A basic design guide to help you get a better understanding of PBC


March 18, 2022

To implement the design of certain functionalities on the PCB board, PCB design is based on the circuit schematic diagram. The layout design, exterior connection layout, optimal layout of internal electronic components, and other considerations should all be considered while designing a PCB. PCB design is responsible for standardizing design processes, increasing production efficiency, and improving the quality of electrical devices.

For PCB design, the following information is required:

A schematic diagram is a complete electronic document format that can be used to build the correct netlist and provide the layout and functionality that the PCB requires.


Mechanical size: offers many physical information to the PCB, such as the precise location and direction of electronic devices.

Device packaging: for PCB circuit boards, includes device packaging libraries, packaging methods, and electronic material specifications.

Specific signal requirements, impedance, and other PCB design information are provided in the wiring guide.

Here are a few examples of PCB design software:

1.protel, protel 99se, protel DXP, Altium Protel, Protel 99se, Protel DXP, Protel DXP, Protel DX

2.SPB software from Cadence


4.EAGLE design

Here are the 10 steps of creating a printed circuit board, from the original designs to the final files:

1. Gain a thorough understanding of the electrical parameters.

Before beginning a PCB design, you need be familiar with and understand the system’s electrical parameters, which include:

Maximums at the moment


Types of signals

Limitations in capacitance

The characteristics of impedance

Considerations to protect yourself

Types of circuit components and connectors, as well as their locations

Schematic and detailed list of net wires

2. Creating the blueprint.

Creating a schematic, which refers to the design of the board’s purpose and function at the electrical level, is always one of the initial tasks. It’s still not a mechanical representation at this stage.

3. Create your PCB layout using a schematic capture program.

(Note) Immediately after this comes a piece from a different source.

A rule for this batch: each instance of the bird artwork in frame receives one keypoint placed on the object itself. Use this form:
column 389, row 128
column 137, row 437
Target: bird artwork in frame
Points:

The ideal PCB provider will collaborate with principal engineers to create a schematic using a software platform like Mentor PADS®, Allegro, or Altium that demonstrates how your board will work and where the components will be put. After you finish your schematic, the mechanical engineer will load it into the gadget and assess how it will fit.

4. Create a PCB stackup.

Because of impedance, which relates to how much and how rapidly electricity may go along a trace, this is vital to address early in the PCB design stage. The stackup affects the mechanical engineer’s ability to design and fit the PCB into the device.

5. Establish design guidelines and specifications.

The IPC, which is the industry association for PCB and electronics manufacturing, sets the standards and approval criteria for this phase. These specifications cover all you need to know about PCB manufacture. A useful advice is to use a PCB layout company that is well-versed in IPC standards. This will help you prevent big changes and project delays.

6. Arrange your elements.

When it comes to component placement, the customer and PCB vendor will often debate design and layout parameters. Standards may state, for example, that certain components should not be placed near others because they induce electrical noise in the circuit. Every component (in most cases, connections) will have data sheets from the PCB vendor, which will be inserted in the mechanical layout and given to the customer for approval.

7. Drill holes in the board.

The components and a connection drive this step. About half of the flex circuits on the market are double-sided, meaning they link to the bottom layer’s drill hole.

8. Connect the wires.

You’re ready to route the traces, which entails linking portions of the path, after you’ve put the components and drilled holes.

9. Fill in the blanks with labels and identifiers.

Add any labels, IDs, markers, or reference designators to the layout at this point. Reference designators are useful for indicating the location of specific components on the board.

10. Create design and layout files.

The layout process comes to a close with this stage. These files include all of the information about your printed circuit board, and once they’ve been created, your PCB is ready to be fabricated, manufactured, and assembled.


Stone Shen

Stone Shen

Stone is the senior technical support and experienced sales engineer at LHD PCB, with more than twelve years of experience in the PCB design, manufacturing, and assembly industry. Served as an Engineering Manager for a Listed PCB company for eight years and has extensive experience in handling various large projects. Now worked as a sales engineer at LHD PCB and also provide product and technical services to different kinds of companies, rich experience in industrial control, the Internet of Things, medical, and new energy product projects.